Duffy family road trip series sparks backlash over fuel costs and timing
Sean Duffy's family road-trip show is drawing ethics scrutiny as gas tops $4.50 and sponsors overlap with Transportation Department oversight.

Sean Duffy’s new family road-trip series has turned a patriotic branding push into a public ethics test, with critics asking whether a sitting Cabinet secretary should star in a travel show while Americans face higher fuel costs and tighter travel budgets.

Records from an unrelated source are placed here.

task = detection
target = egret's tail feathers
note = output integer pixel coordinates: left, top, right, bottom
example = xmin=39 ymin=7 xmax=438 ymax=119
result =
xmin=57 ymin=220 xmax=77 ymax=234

The five-part reality series, set to air on YouTube, follows Duffy, his wife Rachel Campos-Duffy, and their nine children across the country, from Civil War battlegrounds and the Mayflower landing site to Yellowstone National Park, Philadelphia’s Rocky Steps and the house from The Real World: Boston. The trailer presents the project as part of the nation’s 250th birthday celebration and describes the journey as a “civic experience” meant to highlight the people and places that shape American identity.
That framing has collided with the politics of timing. Former Transportation Secretary Pete Buttigieg called the project “brutally out of touch” as gas prices climbed to more than $4.50 a gallon during the U.S.-Iran war, arguing that ordinary families cannot afford the kind of road trip the show depicts. Duffy pushed back on social media, saying critics were unpatriotic and insisting that the filming happened in short one- to two-day production windows, including weekends and his children’s spring break.
Duffy also said production costs were paid by Great American Road Trip Inc., not taxpayers, and that neither he nor his family received a salary or royalties. But the project has drawn scrutiny beyond its budget line. The broader Great American Road Trip effort has sponsors that include Boeing, Shell, Toyota, United Airlines and Royal Caribbean, companies that intersect with or are regulated by the U.S. Department of Transportation. Citizens for Responsibility and Ethics in Washington asked the department’s inspector general to examine whether the venture crossed federal gift, travel or ethics rules.
The episode highlights a larger tension in government: public office is increasingly used as a platform, and the line between official duty and personal branding is growing thinner. Duffy’s trailer and promotional material tie the series to America 250, while the department has also attached the theme to a separate expo and related travel campaigns. That gives the secretary’s personal image a direct overlap with the agency’s public messaging.
For Duffy, the project also marks a return to his entertainment roots. Before entering politics, he appeared on MTV’s The Real World: Boston in 1997 and later on Road Rules: All Stars, where he met Campos-Duffy. Now he is using that same reality-TV familiarity to sell a national road trip from within one of the federal government’s most consequential transportation posts.